I am reading Differential Forms in Algebraic Topology by Bott & Tu. The authors constructed the global angular form $\psi$ for an oriented $k$-sphere bundle $E$ over a smooth manifold $M$. It has the properties:
- $\psi$, when restricted to each fiber, is the generator for the top cohomology of the fiber. To be more precise, $\psi|_{E_p}$ is a closed $k$- form and $\int_{E_p}\psi|_{Ep}=1$. The integral makes sense since the sphere bundle is oriented.
- $d\psi=-\pi^*(e)$, where $\pi:E\to M$ is the natural projection and $e=e(E)$ is the Euler class of the sphere bundle.
The global angular form is clearly not uniquely characterized by the above two properties.
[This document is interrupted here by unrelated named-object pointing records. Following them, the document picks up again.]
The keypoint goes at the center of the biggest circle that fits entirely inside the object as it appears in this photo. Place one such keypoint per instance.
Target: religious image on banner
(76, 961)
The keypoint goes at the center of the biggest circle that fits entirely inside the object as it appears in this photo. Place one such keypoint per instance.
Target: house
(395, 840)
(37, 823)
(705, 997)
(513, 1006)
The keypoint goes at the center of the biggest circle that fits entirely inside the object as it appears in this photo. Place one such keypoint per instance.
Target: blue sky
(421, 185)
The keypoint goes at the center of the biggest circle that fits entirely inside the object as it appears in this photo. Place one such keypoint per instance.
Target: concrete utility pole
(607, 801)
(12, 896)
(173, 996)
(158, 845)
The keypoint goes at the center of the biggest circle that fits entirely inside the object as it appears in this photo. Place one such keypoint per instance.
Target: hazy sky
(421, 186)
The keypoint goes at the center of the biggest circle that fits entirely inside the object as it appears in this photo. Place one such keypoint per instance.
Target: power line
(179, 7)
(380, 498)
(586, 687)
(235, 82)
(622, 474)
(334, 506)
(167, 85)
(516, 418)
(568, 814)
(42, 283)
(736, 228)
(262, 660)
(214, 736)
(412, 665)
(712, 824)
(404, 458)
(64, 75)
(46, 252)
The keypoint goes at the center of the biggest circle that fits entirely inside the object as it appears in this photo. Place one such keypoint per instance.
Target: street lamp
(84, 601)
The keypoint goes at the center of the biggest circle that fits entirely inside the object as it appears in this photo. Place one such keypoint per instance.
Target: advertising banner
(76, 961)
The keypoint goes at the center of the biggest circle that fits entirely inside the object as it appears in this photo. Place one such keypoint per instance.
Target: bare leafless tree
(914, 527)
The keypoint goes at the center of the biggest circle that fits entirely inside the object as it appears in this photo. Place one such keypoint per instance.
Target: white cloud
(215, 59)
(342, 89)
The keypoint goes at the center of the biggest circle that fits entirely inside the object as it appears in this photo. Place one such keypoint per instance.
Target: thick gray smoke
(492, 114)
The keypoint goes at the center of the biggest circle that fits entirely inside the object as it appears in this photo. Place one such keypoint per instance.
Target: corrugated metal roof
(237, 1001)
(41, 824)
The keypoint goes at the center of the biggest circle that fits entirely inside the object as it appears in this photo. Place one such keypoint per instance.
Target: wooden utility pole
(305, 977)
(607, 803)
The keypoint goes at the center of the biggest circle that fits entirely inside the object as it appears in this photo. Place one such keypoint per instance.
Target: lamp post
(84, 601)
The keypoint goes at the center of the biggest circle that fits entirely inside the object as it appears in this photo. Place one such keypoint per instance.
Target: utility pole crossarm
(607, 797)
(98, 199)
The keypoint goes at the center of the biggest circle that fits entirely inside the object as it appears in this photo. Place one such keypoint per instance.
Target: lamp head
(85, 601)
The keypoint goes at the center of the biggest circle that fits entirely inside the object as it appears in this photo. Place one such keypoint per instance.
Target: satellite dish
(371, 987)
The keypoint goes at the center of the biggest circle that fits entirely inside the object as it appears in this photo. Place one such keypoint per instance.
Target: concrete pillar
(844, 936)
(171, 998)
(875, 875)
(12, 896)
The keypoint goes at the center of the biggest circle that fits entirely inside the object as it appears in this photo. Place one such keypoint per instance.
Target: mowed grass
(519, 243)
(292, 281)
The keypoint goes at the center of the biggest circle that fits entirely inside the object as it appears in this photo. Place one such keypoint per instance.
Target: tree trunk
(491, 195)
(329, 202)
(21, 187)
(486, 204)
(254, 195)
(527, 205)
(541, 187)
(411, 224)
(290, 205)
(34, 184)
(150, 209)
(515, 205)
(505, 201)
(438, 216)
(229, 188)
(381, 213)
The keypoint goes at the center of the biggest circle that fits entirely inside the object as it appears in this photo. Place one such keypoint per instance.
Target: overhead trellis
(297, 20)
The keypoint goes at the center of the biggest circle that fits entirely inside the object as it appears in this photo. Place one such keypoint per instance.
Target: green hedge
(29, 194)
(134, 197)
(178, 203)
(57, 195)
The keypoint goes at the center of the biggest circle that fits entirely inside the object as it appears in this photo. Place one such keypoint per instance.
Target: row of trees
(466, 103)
For any closed form $\eta$ on $M$, $\psi+\pi^*(\eta)$ will satisfy 1 and 2 if $\psi$ does. Note that $\psi$ is in general not closed, hence does not represent a cohomology class. Now my question is:
To what extent is the global angular form of an oriented sphere bundle unique, satisfying 1 and 2 above?
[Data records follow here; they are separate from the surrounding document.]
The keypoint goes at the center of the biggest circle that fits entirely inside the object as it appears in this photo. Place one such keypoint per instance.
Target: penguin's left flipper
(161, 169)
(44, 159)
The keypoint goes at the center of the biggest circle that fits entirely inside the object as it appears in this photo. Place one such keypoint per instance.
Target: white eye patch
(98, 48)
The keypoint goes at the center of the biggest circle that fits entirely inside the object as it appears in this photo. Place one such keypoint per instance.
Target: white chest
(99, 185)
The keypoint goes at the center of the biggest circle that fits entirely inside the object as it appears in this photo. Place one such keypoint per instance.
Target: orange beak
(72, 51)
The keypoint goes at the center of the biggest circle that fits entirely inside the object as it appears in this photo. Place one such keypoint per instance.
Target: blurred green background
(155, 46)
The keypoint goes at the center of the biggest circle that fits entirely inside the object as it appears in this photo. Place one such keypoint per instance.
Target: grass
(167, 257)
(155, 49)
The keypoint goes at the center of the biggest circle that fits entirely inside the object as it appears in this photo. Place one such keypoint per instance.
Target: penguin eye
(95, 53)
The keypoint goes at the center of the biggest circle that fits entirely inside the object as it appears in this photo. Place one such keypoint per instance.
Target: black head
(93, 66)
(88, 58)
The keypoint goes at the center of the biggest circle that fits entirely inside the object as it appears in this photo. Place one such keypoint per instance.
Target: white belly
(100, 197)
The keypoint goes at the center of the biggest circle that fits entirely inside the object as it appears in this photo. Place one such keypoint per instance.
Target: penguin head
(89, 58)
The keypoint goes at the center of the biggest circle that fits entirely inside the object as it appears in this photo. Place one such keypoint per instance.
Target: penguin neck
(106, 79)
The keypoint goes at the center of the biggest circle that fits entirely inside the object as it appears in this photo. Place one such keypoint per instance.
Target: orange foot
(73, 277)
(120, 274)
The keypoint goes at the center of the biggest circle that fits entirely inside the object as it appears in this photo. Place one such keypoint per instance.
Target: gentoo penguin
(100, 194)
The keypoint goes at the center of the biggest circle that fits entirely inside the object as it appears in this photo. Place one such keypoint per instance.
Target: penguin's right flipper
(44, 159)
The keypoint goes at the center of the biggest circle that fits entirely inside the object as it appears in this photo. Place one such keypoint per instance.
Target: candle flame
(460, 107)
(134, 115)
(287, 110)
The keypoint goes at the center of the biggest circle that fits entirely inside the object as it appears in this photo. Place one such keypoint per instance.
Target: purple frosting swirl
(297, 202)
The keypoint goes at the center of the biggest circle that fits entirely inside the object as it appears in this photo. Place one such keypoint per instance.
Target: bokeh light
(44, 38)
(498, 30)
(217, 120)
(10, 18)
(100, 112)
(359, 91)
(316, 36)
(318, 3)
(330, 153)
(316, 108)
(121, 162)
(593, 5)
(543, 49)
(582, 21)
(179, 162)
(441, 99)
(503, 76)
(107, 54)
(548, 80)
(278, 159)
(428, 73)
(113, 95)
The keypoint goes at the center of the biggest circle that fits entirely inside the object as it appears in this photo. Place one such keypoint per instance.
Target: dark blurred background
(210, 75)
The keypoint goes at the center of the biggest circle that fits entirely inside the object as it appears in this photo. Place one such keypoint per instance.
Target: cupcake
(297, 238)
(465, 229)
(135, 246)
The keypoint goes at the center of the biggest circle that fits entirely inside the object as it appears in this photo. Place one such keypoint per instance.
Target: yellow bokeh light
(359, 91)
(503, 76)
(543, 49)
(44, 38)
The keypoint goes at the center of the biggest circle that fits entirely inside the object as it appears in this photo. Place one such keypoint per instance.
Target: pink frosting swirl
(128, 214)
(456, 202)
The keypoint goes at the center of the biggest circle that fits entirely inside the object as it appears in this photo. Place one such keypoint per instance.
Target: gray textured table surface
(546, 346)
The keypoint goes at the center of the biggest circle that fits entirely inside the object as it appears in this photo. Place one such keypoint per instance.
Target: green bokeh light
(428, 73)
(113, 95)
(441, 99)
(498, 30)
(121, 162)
Since the global angular form is in some sense choosing a polar coordinate system for each fiber and the Euler class indicates the obstruction against this. (I am sorry for my imprecision at this point. I may need some help here.) So I have conjectured the following proposition:
With notations as above. Let $\omega$ be a $k$-form on $E$ such that
- $\omega$ restricts to the generator of the top cohomology of each fibre and
- $d\omega=\pi^*(\eta)$ for some closed form $\eta$ on $M$.
Then $\eta$ is the Euler class of the sphere bundle.
Can someone prove of disprove this proposition? Any comment on the intuitive understanding of the global angular forms is appreciated. Thanks!